Заветы жизни | страница 21
Однажды батюшка, прежде чем благословить одному послушнику ношение рясы, умыл его ноги. Думаю, что этим он проверил послушание юноши, уподобился Господу в смирении и самим делом научил этому послушника.
В другом случае монах допустил какую‑то ошибку, и когда он рассказал об этом Старцу, тот сказал ему:
— В качестве епитимьи я зайду к тебе в келью и умою твои ноги.
Так он и сделал.
— Излишне говорить, — продолжил рассказчик, — что все это происходило без всякого шума и никто до сегодняшнего дня ничего об этом не знал.
Один из духовных сыновей батюшки, занимавший высокий административный пост, довольно часто на исповеди говорил ему об одной своей ошибке, которую он допускал по отношению к подчиненным. Батюшка пригрозил ему, что если тот снова допустит эту слабость, то он наложит на него «епитимью»: заставит сесть и умоет ему ноги. Этот человек, к несчастью, вновь совершил тот же грех, и отец Епифаний осуществил свою угрозу. После умовения батюшка сказал:
— Я знаю, что ты очень смущен. Поэтому каждый раз, когда ты будешь совершать этот грех, я буду умывать тебе ноги.
Этот духовный сын уже не дерзал допускать подобных промахов. Но каждый раз, когда подчиненные выводили его из себя и он был уже на грани падения, он восклицал:
— Будьте благодарны тому, кто умыл мне ноги!
Но, конечно, никто не понимал, что он имеет в виду.

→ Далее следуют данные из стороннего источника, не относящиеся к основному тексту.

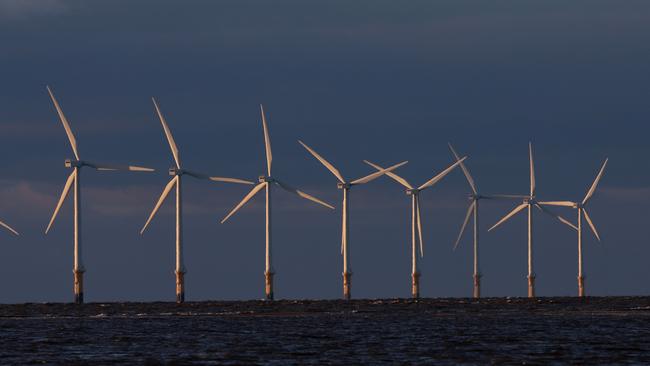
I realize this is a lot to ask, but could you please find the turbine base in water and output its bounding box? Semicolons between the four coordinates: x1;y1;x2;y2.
411;272;420;299
175;271;185;304
264;272;275;300
72;270;84;304
343;272;352;300
528;274;535;297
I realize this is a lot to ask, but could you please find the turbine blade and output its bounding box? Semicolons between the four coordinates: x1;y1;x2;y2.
84;162;155;172
298;140;345;183
363;160;413;189
418;156;467;190
415;196;424;258
350;161;408;185
260;104;273;177
535;204;578;231
454;200;476;250
528;142;535;197
582;158;609;205
275;180;334;210
46;86;79;160
582;208;600;241
0;221;20;236
140;175;178;235
45;169;77;234
447;143;478;194
488;203;528;231
538;201;577;207
221;182;267;224
151;98;181;169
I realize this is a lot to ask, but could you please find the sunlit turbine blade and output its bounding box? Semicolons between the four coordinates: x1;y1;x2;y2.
454;200;476;250
45;169;77;234
151;98;181;169
221;182;268;224
274;180;334;210
0;221;20;236
140;175;178;235
363;160;413;189
447;143;478;194
582;158;609;205
488;203;528;231
85;162;155;172
260;104;273;177
538;201;576;207
535;204;578;231
350;161;408;185
528;142;535;197
418;156;467;190
582;208;600;241
46;86;79;160
298;140;345;183
415;195;424;258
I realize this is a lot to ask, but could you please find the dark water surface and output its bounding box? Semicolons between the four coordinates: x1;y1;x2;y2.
0;297;650;365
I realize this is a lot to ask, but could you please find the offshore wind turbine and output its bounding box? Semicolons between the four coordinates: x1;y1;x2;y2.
539;158;608;297
364;157;467;299
298;140;408;300
140;98;253;303
45;86;153;304
221;104;334;300
488;142;577;297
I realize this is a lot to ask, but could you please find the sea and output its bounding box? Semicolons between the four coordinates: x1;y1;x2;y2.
0;297;650;365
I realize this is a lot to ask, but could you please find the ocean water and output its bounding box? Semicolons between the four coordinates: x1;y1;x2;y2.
0;297;650;365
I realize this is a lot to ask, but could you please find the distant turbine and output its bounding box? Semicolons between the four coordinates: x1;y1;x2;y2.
298;140;407;300
364;157;467;299
449;144;524;298
488;142;577;297
140;98;253;303
45;86;153;304
539;159;608;297
221;105;334;300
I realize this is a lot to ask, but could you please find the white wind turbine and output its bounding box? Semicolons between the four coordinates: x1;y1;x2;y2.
364;157;467;299
298;140;408;300
488;142;577;297
539;159;608;297
221;105;334;300
140;98;253;303
45;86;153;304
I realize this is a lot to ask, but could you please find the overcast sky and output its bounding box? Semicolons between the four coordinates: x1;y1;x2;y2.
0;0;650;302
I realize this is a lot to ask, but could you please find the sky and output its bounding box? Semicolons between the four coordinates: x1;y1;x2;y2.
0;0;650;303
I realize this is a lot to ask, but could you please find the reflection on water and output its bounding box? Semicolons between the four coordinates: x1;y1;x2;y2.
0;297;650;365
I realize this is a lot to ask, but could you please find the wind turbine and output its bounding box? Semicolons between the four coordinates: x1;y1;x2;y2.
140;98;253;303
539;158;608;297
45;86;153;304
221;104;334;300
488;142;577;297
364;157;467;299
298;140;408;300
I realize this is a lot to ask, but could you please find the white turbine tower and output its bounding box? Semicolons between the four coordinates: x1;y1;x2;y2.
140;98;253;303
364;157;467;299
488;142;577;297
45;86;153;304
298;140;407;300
221;104;334;300
539;159;608;297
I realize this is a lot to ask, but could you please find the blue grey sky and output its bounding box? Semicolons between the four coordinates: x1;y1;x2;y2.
0;0;650;302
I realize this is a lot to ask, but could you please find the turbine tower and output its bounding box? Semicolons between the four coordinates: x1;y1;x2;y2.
221;105;334;300
140;98;253;303
488;142;577;298
45;86;153;304
539;159;608;297
364;157;467;299
298;140;407;300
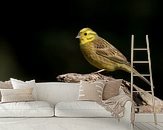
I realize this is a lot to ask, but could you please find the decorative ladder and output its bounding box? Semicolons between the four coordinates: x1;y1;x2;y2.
131;35;157;125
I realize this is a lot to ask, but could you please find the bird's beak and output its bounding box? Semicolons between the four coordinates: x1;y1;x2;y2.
76;34;80;38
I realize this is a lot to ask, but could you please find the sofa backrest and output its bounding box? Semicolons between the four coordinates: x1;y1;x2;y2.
36;82;79;105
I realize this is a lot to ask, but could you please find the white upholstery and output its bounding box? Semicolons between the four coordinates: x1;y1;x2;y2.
36;82;79;105
0;101;54;117
0;82;131;130
55;101;112;117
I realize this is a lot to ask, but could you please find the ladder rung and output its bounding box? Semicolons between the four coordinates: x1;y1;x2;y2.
133;74;150;76
134;106;142;108
133;90;152;93
133;61;149;63
134;48;147;51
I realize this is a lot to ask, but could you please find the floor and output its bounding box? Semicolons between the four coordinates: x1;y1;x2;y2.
134;122;163;130
133;114;163;130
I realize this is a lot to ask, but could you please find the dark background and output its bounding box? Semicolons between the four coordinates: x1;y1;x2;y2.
0;0;163;99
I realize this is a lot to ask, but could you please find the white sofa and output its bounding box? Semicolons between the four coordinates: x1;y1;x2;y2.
0;82;131;130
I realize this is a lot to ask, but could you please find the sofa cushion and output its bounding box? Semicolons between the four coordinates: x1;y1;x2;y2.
1;88;34;103
55;101;112;117
78;80;105;101
0;101;54;117
0;81;13;102
102;79;122;100
10;78;37;100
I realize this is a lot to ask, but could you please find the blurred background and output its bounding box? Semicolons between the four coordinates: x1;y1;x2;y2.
0;0;163;99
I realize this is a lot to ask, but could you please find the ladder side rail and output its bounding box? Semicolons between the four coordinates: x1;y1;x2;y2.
131;35;135;127
146;35;157;125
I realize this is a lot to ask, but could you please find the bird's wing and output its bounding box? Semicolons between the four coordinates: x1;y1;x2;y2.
93;37;129;64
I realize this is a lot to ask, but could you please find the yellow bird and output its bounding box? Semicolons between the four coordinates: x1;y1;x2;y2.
76;28;151;85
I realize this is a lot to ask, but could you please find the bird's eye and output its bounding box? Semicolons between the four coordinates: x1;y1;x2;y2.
84;33;87;36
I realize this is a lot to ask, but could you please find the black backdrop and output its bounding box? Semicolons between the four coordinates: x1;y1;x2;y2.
0;0;163;99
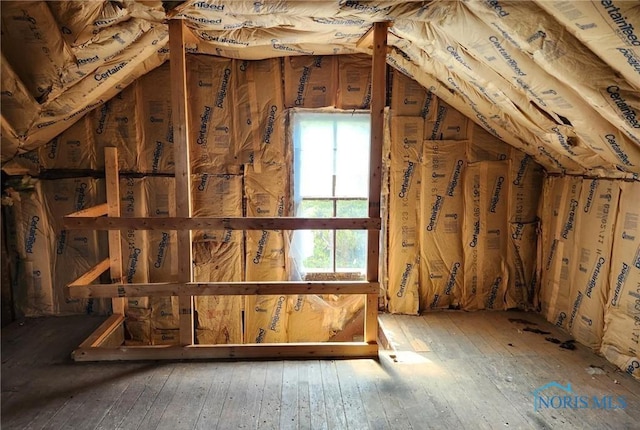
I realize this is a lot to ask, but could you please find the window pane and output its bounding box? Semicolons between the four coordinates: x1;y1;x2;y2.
336;230;367;272
336;115;370;197
336;200;369;218
302;230;333;272
296;200;333;218
296;119;334;197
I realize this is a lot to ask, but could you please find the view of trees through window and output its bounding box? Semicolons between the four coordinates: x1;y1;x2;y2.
293;112;370;272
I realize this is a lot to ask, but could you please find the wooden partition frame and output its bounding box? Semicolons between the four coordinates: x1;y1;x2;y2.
63;20;387;361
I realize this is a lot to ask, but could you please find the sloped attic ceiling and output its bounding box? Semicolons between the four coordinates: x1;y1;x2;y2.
1;0;640;178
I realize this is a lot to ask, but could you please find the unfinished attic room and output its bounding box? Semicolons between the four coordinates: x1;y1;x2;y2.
0;0;640;430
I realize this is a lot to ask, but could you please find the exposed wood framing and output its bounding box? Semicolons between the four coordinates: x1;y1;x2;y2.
104;147;127;315
67;281;380;299
69;258;109;288
64;20;387;361
79;315;124;349
169;19;193;345
356;25;375;49
63;217;381;230
364;22;387;343
73;342;378;361
65;203;109;218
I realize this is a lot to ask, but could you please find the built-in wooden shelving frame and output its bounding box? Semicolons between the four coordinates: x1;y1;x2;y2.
63;20;387;361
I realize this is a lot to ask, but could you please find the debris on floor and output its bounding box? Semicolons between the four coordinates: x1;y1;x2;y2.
585;364;606;375
509;318;538;325
522;327;551;334
560;339;576;350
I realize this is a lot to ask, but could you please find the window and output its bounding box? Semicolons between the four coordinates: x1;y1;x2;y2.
292;111;370;273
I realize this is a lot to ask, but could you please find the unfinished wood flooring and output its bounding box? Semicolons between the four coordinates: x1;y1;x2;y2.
1;312;640;430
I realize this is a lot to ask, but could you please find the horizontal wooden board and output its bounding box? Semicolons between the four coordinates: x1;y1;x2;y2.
66;203;109;218
80;314;124;349
67;281;380;299
72;342;378;361
62;216;381;230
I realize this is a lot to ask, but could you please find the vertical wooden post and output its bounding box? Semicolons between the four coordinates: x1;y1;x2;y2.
104;147;127;315
364;22;387;343
169;20;193;345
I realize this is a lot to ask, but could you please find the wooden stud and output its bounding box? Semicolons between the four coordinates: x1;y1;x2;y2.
364;22;387;344
356;25;375;49
63;218;381;231
74;314;124;352
73;342;378;361
169;19;194;345
67;281;380;299
104;147;127;315
68;258;111;287
65;203;109;218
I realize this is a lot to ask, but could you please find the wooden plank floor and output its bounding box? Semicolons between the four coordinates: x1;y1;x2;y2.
1;312;640;430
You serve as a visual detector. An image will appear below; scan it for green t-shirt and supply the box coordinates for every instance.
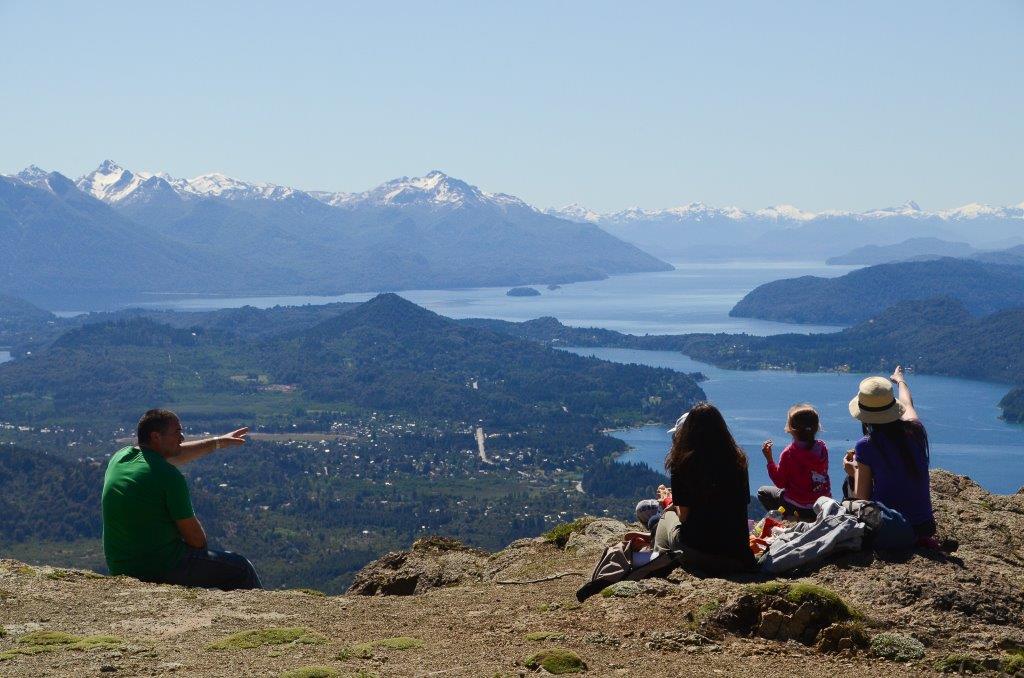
[103,448,196,579]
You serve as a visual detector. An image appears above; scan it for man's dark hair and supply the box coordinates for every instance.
[135,410,178,448]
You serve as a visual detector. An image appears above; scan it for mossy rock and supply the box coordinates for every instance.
[522,647,587,676]
[999,650,1024,676]
[744,582,861,622]
[815,621,871,652]
[68,636,125,652]
[17,631,82,645]
[935,652,985,673]
[869,633,925,662]
[206,627,327,650]
[601,581,640,598]
[43,569,103,582]
[526,631,565,642]
[338,636,424,660]
[281,667,341,678]
[544,515,597,549]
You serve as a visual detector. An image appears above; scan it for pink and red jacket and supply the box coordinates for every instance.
[768,440,831,508]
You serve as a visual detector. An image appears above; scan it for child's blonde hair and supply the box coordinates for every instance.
[785,402,821,442]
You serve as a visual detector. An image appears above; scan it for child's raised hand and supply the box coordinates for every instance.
[843,450,857,478]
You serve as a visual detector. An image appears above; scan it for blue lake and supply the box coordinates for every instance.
[28,262,1024,493]
[566,348,1024,495]
[44,261,856,335]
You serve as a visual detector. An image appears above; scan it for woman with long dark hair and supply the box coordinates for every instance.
[844,366,935,546]
[654,402,754,574]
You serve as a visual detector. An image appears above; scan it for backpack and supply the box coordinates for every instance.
[577,542,679,602]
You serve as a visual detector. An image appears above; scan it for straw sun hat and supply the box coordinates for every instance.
[850,377,903,424]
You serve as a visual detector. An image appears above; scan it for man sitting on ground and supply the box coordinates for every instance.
[102,410,263,591]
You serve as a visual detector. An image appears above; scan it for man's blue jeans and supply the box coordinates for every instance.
[160,548,263,591]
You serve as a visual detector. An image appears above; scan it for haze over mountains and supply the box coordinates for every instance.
[547,201,1024,261]
[0,161,671,301]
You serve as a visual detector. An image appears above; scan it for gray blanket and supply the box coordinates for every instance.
[760,497,865,574]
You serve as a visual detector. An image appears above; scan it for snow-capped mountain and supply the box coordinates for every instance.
[323,170,534,210]
[544,203,601,223]
[545,200,1024,224]
[0,161,671,294]
[76,160,300,204]
[70,160,534,210]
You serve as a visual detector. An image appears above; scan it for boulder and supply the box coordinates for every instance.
[348,537,489,596]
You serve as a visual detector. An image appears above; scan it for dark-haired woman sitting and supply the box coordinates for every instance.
[654,402,754,575]
[844,366,938,548]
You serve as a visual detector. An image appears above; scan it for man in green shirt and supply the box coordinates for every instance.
[102,410,263,591]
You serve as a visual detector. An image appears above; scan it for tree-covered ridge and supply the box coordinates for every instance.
[729,258,1024,325]
[0,295,703,427]
[463,299,1024,421]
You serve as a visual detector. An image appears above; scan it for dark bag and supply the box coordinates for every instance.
[577,542,679,602]
[843,499,918,551]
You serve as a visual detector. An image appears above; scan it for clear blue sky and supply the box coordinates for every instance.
[0,0,1024,211]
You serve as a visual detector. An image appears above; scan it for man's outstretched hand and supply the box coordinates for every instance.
[214,426,249,449]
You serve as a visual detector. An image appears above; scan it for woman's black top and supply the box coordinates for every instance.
[672,465,754,565]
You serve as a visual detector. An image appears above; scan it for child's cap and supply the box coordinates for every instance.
[637,499,662,525]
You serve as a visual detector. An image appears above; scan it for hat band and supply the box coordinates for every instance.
[857,398,896,412]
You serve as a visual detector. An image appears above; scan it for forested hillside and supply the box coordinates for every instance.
[729,258,1024,325]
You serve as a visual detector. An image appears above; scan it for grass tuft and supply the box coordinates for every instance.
[69,636,125,652]
[292,589,327,598]
[999,649,1024,676]
[870,633,925,662]
[935,652,985,674]
[17,631,81,645]
[0,645,60,662]
[522,647,587,676]
[338,643,374,661]
[374,636,423,649]
[526,631,565,642]
[206,627,327,650]
[281,667,341,678]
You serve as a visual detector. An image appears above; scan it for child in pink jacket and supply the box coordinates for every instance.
[758,402,831,520]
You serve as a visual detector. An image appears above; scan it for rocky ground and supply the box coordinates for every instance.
[0,471,1024,678]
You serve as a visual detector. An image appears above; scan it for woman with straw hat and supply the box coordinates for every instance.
[843,366,937,547]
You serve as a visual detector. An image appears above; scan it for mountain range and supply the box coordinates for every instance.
[547,201,1024,261]
[0,161,671,296]
[729,257,1024,325]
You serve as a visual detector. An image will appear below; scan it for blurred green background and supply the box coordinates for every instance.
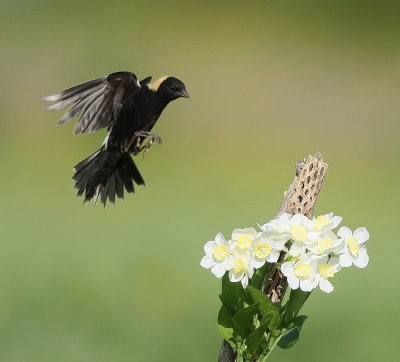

Характерна простота Старца, проявившаяся в следующем случае. Многие из мастеров, которые время от времени работали в исихастирионе, говорили ему «ты» — естественно, не из презрения, а просто по привычке. Я думал, — вспоминает один монах, — что батюшка, наверное, огорчается, когда к нему обращаются на «ты» и спросил его:
— Геронда, Вас не огорчает, что мастер говорит с Вами на «ты»?
— Чадо мое, я и не заметил, что он со мной на «ты». Впрочем, у меня нет к нему претензий.
Когда отец Епифаний занялся изданием «Толкования Страстной Седмицы»[17], он попросил своего духовного сына, студента, теперь уже священника, посмотреть рукопись и предложить свои варианты ее редакции. Студент, очень смущенный этим, сказал:
— Геронда, возможно ли, чтобы я редактировал Ваш текст? Я смотрю на Вас как на великого мыслителя, тогда как сам себе кажусь маленьким мышонком.
Батюшка ответил:
— Чадо мое, предположим, что все это так. Пусть гигант мысли весит, скажем, 900 килограммов, а мышка — всего лишь несколько граммов, но вместе они будут весить все‑таки больше.